Christopher TaylorJan 22, 2026, 19:40 UTCUpdated Feb 1, 2026, 22:24 UTC3 min read
CAD/JPY stock chart showing 115.28 resistance test.

CAD/JPY edges higher to 114.84 as pro-cyclical demand offsets firm US yields. Traders eye the 115.28 resistance level for a potential bullish breakout.

The CAD/JPY pair climbed to 114.84 during the January 22nd session, marking a 0.37% gain as pro-cyclical currencies outperformed a broadly softer US Dollar. Despite firming US Treasury yields, Canadian Dollar demand remains supported by a constructive risk environment and shifting rate-differential expectations.

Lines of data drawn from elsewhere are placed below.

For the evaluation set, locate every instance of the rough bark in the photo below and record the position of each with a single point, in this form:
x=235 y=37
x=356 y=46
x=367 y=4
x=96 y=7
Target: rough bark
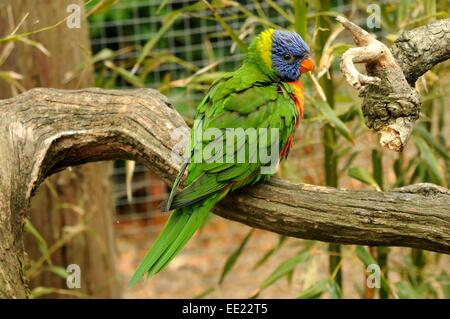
x=391 y=104
x=86 y=187
x=45 y=130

Market Drivers and Sentiment Analysis

The current price action is primarily driven by a divergence in fixed-income performance and global risk appetites. While US 2-year yields climbed to 3.618% and the 10-year reached 4.251%, the Canadian Dollar found strength alongside other pro-cyclical peers like AUD and NZD. This movement suggests that the market is currently prioritizing growth-sensitive flows over pure interest rate differentials.

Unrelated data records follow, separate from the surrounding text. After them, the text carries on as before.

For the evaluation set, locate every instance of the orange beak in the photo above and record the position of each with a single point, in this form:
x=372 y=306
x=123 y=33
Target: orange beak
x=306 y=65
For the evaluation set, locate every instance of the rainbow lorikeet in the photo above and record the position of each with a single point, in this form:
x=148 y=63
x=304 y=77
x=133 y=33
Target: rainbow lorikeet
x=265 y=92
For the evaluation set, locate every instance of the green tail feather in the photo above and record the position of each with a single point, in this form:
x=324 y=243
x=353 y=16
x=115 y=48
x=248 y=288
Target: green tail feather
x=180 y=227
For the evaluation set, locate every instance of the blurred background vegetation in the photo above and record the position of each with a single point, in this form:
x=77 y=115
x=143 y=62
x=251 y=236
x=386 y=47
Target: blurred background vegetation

Furthermore, ongoing discussions regarding central bank independence have introduced a modest risk premium into USD pricing, allowing CAD/JPY to maintain its upward trajectory despite the higher-rate environment in the United States.

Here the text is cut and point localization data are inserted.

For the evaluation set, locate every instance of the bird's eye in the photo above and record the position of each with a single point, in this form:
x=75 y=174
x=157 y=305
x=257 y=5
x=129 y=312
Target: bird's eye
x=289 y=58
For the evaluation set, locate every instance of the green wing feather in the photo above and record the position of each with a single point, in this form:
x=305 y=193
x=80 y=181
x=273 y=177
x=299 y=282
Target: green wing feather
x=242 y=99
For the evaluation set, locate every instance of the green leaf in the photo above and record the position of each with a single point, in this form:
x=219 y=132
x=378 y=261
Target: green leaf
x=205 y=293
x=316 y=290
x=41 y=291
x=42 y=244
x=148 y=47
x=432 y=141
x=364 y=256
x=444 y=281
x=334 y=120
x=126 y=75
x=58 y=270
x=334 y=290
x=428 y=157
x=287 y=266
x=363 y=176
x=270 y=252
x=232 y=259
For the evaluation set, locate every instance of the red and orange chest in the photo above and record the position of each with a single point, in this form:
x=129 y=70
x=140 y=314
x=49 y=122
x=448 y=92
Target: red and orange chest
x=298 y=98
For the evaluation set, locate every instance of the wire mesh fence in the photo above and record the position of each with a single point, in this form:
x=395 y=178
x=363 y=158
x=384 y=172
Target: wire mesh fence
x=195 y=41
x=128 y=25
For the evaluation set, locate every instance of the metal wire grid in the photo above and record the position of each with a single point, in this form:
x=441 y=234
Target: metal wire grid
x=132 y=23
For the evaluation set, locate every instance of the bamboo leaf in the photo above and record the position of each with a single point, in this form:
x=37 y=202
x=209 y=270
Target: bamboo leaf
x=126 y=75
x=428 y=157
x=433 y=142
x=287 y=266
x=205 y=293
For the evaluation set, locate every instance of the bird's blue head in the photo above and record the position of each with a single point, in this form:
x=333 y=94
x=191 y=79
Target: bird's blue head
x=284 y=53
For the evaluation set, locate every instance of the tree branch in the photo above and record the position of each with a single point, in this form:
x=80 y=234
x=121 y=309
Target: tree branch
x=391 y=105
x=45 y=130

Technical Level Map and Pivot Analysis

Price action has centered around the 114.79 pivot level, which serves as the immediate regime filter for the next several sessions. The pair established a daily range between 114.25 and 115.28, with the "big figure" at 114.00 remaining a critical psychological floor.

Key Support and Resistance Levels:

  • Resistance: 115.28 / 116.50 / 119.50
  • Pivot: 114.79
  • Support: 114.25 / 113.50 / 110.50

Strategic Watchlist Ideas

The tactical bias remains contingent on how spot price interacts with the range extremes. A confirmed breakout above 115.28 could open the path toward 116.50, provided the level holds on a retest. Conversely, a failure to clear 115.28 followed by a loss of the 114.79 pivot would signal a rotation back toward initial support at 114.25.

Execution Discipline and Risk Management

Traders should be wary of false breaks around round numbers and recent highs. The "positioning lens" indicates that as price spends time near the figure, it reflects a balance between real-money rebalancing and short-term momentum interest. Confirmation is essential in this environment; the first touch of a level is often the lowest-quality entry point. Waiting for a successful retest of the breakout zone significantly improves the probability of a sustained trend.

For more insights on yen-sensitive pairs, traders may find the AUD/JPY BoJ-Sensitivity Analysis relevant as it highlights broader Japanese Yen volatility trends.

Regime Shift Indicators

The transition between "buy the dip" and "sell the rally" regimes currently sits at 114.79. If spot holds above this level with shallow pullbacks, it indicates that the market is still willing to pay for the move. A persistent shift in equity volatility or a more aggressive rates impulse through the New York session would be required to alter this constructive outlook.